Full Report
Bring Your Own Vulnerable Driver (BYOVD) has gone from a niche tactic to a standard part of the ransomware playbook and Windows' own kernel hardening does little to stop it.
Analysis Summary
# Tool/Technique: Bring Your Own Vulnerable Driver (BYOVD)
## Overview
Bring Your Own Vulnerable Driver (BYOVD) is a defense evasion technique where an attacker, possessing administrator privileges, installs a legitimate but vulnerable third-party kernel driver on a target Windows system. By exploiting known flaws in these signed drivers, attackers execute malicious code at the kernel level (Ring 0). This allows them to bypass Windows kernel hardening, disable security software (AV/EDR), and operate with unrestricted system access.
## Technical Details
- **Type**: Technique (Defense Evasion / Privilege Escalation)
- **Platform**: Windows (Kernel Mode)
- **Capabilities**: Terminating protected processes, "blinding" EDRs by removing callbacks, stripping process handles, and bypassing Protected Process Light (PPL).

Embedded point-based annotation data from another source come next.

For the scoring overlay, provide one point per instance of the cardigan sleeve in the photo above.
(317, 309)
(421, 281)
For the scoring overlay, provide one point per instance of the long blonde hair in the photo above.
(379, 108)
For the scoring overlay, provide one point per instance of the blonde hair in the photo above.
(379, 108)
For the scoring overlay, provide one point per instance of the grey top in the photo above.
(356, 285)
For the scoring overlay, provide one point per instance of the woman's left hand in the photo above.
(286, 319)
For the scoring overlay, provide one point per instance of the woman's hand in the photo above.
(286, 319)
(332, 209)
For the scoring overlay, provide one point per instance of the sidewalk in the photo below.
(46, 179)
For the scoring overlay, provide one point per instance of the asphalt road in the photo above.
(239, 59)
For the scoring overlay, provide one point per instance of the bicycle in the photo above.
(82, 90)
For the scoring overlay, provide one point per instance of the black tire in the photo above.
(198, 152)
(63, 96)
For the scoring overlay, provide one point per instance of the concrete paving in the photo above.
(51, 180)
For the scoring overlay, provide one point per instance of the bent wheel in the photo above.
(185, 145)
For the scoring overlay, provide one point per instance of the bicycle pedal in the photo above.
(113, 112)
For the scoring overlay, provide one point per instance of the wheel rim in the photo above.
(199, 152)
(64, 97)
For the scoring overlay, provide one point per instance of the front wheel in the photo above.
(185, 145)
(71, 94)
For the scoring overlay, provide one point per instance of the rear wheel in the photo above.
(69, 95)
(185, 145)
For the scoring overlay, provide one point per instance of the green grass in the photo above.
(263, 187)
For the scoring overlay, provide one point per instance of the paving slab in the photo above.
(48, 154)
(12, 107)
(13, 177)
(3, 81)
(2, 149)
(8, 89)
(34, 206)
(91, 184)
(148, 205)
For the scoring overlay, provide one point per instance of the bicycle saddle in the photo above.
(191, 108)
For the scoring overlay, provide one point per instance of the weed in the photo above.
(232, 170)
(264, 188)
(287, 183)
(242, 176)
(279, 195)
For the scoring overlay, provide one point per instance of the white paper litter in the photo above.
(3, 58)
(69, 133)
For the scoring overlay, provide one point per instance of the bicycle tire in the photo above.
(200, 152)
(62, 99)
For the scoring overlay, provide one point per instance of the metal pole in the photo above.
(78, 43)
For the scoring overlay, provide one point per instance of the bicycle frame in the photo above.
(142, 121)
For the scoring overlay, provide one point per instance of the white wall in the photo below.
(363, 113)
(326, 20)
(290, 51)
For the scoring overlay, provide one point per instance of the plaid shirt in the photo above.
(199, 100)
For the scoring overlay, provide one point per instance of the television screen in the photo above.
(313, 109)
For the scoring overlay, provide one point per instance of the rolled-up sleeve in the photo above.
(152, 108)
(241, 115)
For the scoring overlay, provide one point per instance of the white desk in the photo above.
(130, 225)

- **First Seen**: Historically niche; evolved into a commoditized "epidemic" in the ransomware landscape (c. 2021–2024).
## MITRE ATT&CK Mapping
- **TA0005 - Defense Evasion**
- **T1027 - Obfuscated Files or Information**
- **T1562.001 - Impair Defenses: Disable or Modify Tools**
- **TA0004 - Privilege Escalation**
- **T1068 - Exploitation for Privilege Escalation**
## Functionality
### Core Capabilities
- **Kernel Access**: Leverages the "trust" Windows grants to digitally signed drivers to load code into kernel space.
- **Security Software Termination**: Uses the driver to kill processes protected by Protected Process Light (PPL) that cannot be stopped by user-mode administrators.
- **Process Suspension**: Instead of killing, attackers suspend security processes to avoid triggering "restart logic" or watchdog services.
### Advanced Features
- **EDR Blinding**: Tampering with internal kernel records to remove notifications/callbacks, preventing security products from seeing system events.
- **Handle Stripping**: Removing the rights/access tokens from a security agent, leaving it running but incapable of performing its duties.
- **IOCTL Abuse**: Sending specific Input/Output Control commands to the driver to force it to perform privileged actions on behalf of the attacker.
## Indicators of Compromise
- **File Names**: `truesight.sys` (associated with TrueSightKiller), `PROCEXP152.sys` (outdated Process Explorer driver).
- **Behavioral Indicators**:
- Creation of a new service to load a known vulnerable driver.
- Unexpected IOCTL traffic aimed at process termination or callback removal.
- Administrative actions followed by the sudden cessation of security telemetry.
- Enumeration of running processes specifically targeting security software strings.
## Associated Threat Actors
- Various **Ransomware-as-a-Service (RaaS)** affiliates.
- **Poortry** developers (linked to "Burnt Cigar").
- Advanced Persistent Threat (APT) groups using these techniques for stealthy persistence.
## Attack Tools and Frameworks
- **TrueSightKiller**: Publicly available tool leveraging `truesight.sys`.
- **GhostDriver**: Publicly available tool for kernel-level process killing.
- **AuKill**: Abuses outdated Microsoft Process Explorer drivers.
- **Poortry / Burnt Cigar**: A malicious driver successfully signed with a legitimate certificate.
## Detection Methods
- **Behavioral Detection**: Monitoring for anomalous IOCTL commands (e.g., process termination requests) directed at security products regardless of which driver is used.
- **Signature-based**: Blocking known hashes of vulnerable drivers (though often bypassed by minor code changes or re-compilation in Rust/Go).
- **Service Monitoring**: Flagging the installation of non-standard drivers by administrative users.
## Mitigation Strategies
- **Driver Blocklisting**: Implement and update the Windows Driver Blocklist (HVCI/VBS).
- **Hardening**: Restrict Administrative privileges to prevent the installation of new services/drivers.
- **Behavioral EDR Settings**: Enable specific protections that monitor kernel callback tampering and handle stripping.
- **Audit Logs**: Monitor Event ID 7045 (Service Creation) for new driver installations.
## Related Tools/Techniques
- **Rootkits**: High-level persistence tools that also operate in kernel mode.
- **PPL-Killer**: Tools specifically designed to bypass Protected Process Light.
- **Driver Signature Enforcement (DSE) Bypasses**: Techniques used to load unsigned drivers (though BYOVD circumvents the need for this by using signed drivers).